Я вошел в кабинет и за шелковыми занавесками будуара увидел тюремную решетку. Взглянул на улицу и заметил, что прямо против дома, за углом, стоят какие-то два человека. Несмотря на это, я молча принялся за работу, в твердой уверенности, что они тут по своим делам, а не для того, чтобы присматривать за нами.
Камень был довольно мягкий, но между тем я при каждом ударе мог отделять только небольшой кусочек. Гречанка смотрела на мою работу со всем любопытством надежды. Роль моя переменилась; но, несмотря на ее дивную красоту, я гордился тем, что она избрала меня в избавители, еще более, чем если бы я был ее любовником. Таким образом, в моем приключении было много рыцарского благородства, и я решился действовать с величайшим бескорыстием.
Работа моя шла успешно; я добрался уже до основания перекладины, как вдруг девушка положила одну ручку на мою руку, а другую протянула в сторону, где послышался легкий шум. Она стояла таким образом с минуту, безмолвно и неподвижно, как статуя, и только более и более судорожно сжимая мою руку. Пот выступил у меня на лице.
— Это он воротился, — сказала она наконец.
— Что нам теперь делать? — спросил я.
— Посмотрим. Может быть, он не придет сюда, тогда нужды нет, что он воротился!..
Она снова принялась слушать и через минуту сказала:
— Идет!
Я хотел было броситься в другую комнату, чтобы встретить его лицом к лицу, когда он отворит дверь.
— Ни слова! Ни с места! — сказала она. — Или мы оба погибли.
— Но я не могу прятаться! Это было бы низко и подло!
— Молчите!

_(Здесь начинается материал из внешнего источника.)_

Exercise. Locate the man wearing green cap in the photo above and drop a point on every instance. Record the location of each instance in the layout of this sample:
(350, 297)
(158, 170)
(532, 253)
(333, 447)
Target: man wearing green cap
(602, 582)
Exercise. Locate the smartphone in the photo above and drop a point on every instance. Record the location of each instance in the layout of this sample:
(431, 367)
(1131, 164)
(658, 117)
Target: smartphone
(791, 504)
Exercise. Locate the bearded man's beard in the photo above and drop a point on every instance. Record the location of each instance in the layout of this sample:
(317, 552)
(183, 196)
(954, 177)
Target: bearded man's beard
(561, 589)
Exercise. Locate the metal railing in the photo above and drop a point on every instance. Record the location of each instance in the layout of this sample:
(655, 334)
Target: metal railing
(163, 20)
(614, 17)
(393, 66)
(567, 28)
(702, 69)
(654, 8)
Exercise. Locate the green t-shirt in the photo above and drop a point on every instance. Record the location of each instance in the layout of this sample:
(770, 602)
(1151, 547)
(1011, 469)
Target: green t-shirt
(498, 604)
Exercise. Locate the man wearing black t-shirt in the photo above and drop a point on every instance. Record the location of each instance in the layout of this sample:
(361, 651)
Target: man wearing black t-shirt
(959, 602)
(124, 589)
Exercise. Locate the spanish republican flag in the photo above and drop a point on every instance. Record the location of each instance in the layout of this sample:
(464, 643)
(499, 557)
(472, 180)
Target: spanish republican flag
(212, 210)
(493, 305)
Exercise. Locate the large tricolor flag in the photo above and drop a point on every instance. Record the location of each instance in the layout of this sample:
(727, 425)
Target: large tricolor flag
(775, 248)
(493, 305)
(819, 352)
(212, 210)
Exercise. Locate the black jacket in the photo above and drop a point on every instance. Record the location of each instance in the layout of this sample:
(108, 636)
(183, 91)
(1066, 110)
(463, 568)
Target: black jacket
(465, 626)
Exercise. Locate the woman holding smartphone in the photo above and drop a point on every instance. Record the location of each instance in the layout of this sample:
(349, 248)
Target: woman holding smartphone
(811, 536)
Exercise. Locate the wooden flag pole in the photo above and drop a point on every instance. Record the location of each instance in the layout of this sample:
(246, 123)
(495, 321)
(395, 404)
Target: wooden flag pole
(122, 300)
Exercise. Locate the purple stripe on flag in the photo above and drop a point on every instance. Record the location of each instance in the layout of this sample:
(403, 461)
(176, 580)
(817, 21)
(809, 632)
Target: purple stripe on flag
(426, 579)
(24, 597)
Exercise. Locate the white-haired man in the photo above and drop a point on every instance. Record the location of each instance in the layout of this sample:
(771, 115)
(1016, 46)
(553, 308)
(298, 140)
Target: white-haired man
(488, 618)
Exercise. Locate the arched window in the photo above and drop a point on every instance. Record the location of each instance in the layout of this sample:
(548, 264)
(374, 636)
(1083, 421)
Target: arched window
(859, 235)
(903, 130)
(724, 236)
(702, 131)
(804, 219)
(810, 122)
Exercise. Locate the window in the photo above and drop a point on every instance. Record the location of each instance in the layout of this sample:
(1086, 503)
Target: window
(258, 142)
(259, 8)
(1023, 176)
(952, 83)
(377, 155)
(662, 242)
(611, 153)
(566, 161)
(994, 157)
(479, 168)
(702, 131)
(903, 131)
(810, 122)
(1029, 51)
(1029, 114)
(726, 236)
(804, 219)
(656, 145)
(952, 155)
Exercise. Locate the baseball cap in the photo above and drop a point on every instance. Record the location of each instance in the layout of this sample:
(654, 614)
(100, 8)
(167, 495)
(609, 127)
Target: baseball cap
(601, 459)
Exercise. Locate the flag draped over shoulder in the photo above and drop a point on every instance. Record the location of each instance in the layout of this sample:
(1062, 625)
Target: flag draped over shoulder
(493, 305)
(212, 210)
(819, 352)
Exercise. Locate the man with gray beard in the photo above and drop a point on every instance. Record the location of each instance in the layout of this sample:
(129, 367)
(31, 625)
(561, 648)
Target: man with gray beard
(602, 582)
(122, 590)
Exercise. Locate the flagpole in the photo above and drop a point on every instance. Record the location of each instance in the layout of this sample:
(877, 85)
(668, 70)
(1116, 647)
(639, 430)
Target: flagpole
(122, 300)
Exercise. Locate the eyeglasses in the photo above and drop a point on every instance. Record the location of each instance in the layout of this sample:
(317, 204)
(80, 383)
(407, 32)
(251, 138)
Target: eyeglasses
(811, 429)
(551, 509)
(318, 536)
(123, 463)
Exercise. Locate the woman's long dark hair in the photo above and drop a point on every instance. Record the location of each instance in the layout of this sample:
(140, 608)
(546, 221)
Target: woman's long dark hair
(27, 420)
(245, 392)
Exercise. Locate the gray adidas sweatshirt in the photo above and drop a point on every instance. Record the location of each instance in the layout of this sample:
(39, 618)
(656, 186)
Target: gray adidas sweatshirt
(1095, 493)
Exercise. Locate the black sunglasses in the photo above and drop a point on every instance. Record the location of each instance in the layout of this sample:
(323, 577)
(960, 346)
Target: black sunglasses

Ради Бога!.. Молчите и дайте мне волю! — сказала она, положив одну ручку мне на губы и вырвав другою мой кортик.
Она бросилась в другую комнату и спрятала кортик под подушки, на которых лежала, когда я вошел. В эту самую минуту постучались у дверей.
— Кто там? — спросила гречанка, поправив подушку.
— Я, — отвечал мужской голос, сильный, но который, заметно, старались смягчить.
— Сейчас отопру, — сказала девушка. — Раба ваша всегда рада своему господину.
При этих словах она подошла к кабинету, затворила дверь и заперла задвижкою, и я должен был если не видеть, по крайней мере слышать, что будет тут происходить.
Много опасностей испытал я во время моей тревожной жизни, но ни одна из них не производила на меня такого тягостного впечатления, как та, которой я подвергался в эту минуту. Я был без оружия, не мог защищать ни самого себя, ни женщины, которая призвала меня на помощь, и принужден был предоставить дело, от которого зависела жизнь моя, существу слабому, не имеющему никакого оружия, кроме врожденной у греков хитрости. Если бы она проиграла дело, я был бы в кабинете как волк в западне, не в состоянии ни вырваться, ни защищаться; если бы выиграла, тогда она бы встречала опасность смело, как следует мужчине, а я бы прятался, как женщина. Я искал вокруг себя какой-нибудь мебели, которую бы мог употребить оружием; но тут не было ничего, кроме подушек, тростниковых табуретов и горшков с цветами. Я подошел к дверям и стал прислушиваться.
Они говорили по-турецки, и я, не видя их телодвижений, не мог понимать. Между тем, по выражению голоса мужчины, я догадался, что он не грозит, а молит. Через несколько минут мне послышались звуки гитары, потом чистый мелодический голос гречанки и пение, которое казалось и мольбою рабыни, и гимном любви: так оно было заунывно и нежно. Я был вне себя от удивления. Эта девушка, не старее пятнадцати лет, несколько минут назад, ломая руки, оплакивала смерть отца, свое собственное рабство в гибель своего семейства; ей помешали, когда она готовилась к бегству и уже заранее наслаждалась мыслью о свободе; она знала, что я тут, подле, знала, что вся надежда ее в кинжале, лежащем под подушками, на которых она сидит, — и между тем эта девушка пела голосом, по-видимому, столь же спокойным, как некогда, сидя между отцом и матерью, под чинаром, у дверей родительского дома!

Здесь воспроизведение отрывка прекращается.